The Pope has said that every member of the Catholic Church has "the privilege and grave obligation" of spreading the Gospel. "To a certain degree," he said in his message for Mission Sunday yesterday, "each of us is personally responsible, before God, for those millions of people who are without faith". The size of the task involved, and the recognition of the inadequacy of one's energies, might lead to discouragement, but it should be remembered always that however praiseworthy and indispensable were human efforts, "mission is primarily God's work". It took place in the Spirit.

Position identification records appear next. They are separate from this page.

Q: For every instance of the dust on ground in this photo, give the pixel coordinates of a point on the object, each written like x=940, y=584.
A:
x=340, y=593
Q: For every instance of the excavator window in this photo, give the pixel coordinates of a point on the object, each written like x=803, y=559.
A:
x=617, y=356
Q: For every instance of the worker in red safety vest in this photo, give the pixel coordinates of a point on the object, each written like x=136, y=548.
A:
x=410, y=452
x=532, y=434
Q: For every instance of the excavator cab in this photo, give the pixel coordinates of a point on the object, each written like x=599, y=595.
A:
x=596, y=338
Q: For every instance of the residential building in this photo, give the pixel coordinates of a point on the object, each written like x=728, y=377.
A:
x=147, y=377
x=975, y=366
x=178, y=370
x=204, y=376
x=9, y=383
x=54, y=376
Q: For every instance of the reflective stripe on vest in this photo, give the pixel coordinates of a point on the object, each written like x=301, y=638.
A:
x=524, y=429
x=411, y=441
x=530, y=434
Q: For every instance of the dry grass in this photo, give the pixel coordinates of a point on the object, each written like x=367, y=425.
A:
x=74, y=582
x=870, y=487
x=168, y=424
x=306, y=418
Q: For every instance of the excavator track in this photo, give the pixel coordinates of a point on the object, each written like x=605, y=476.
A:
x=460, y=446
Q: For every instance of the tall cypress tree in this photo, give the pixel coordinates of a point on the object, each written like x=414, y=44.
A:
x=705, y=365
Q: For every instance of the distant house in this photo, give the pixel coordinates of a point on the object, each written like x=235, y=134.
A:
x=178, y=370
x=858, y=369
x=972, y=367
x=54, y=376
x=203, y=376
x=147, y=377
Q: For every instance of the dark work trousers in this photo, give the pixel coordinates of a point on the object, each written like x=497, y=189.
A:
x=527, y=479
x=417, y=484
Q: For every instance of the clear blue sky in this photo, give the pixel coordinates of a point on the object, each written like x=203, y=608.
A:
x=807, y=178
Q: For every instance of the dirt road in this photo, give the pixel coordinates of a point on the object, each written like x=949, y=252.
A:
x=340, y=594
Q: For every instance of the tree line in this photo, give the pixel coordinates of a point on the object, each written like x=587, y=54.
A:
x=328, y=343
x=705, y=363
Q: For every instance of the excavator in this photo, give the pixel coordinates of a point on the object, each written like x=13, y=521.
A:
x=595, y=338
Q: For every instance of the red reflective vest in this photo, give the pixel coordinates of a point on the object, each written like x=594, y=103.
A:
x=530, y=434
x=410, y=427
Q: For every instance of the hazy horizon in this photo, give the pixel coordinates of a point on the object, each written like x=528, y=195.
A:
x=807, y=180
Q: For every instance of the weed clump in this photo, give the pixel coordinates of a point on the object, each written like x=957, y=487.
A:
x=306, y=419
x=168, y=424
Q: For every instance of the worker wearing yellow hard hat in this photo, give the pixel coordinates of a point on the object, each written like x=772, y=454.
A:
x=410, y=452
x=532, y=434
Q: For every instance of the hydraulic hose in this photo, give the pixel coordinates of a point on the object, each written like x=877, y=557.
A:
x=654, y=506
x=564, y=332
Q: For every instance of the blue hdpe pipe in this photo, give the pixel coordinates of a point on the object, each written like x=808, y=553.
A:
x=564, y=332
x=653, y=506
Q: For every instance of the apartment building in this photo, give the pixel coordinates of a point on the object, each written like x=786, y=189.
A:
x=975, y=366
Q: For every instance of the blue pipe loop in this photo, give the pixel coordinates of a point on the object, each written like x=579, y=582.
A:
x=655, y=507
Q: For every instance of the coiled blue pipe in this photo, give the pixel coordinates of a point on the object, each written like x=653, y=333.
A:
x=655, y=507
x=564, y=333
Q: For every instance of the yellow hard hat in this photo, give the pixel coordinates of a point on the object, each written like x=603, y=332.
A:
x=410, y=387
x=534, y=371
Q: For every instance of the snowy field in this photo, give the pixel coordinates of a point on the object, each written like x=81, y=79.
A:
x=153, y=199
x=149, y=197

He said the call to evangelisation was addressed to "all Christians" but that not everyone was called to set out on a mission as such. People were missionaries as much by what they were "even at home, at work, in a hospital bed, in a convent cloister . . ." The "where" was not what was important, rather the "how".
He pointed to St Therese of Lisieux, patron saint of missionaries who was yesterday raised to the status of Doctor of the Church. She had given "an exemplary answer" to the universal call to take responsibility for missionary activity, he said.
Her short life - she died in her 25th year, 100 years ago this year - and teaching demonstrated "the close bond between mission and contemplation". In fact, he said, there could be no mission "without a life of intense prayer and communion with the Lord and His sacrifice on the Cross".
He hoped, "with all my heart", that on the eve of the millennium the whole church would experience a new impulse of missionary commitment; that every baptised person would make such a commitment, and try to live the programme of the patron saint of the missions.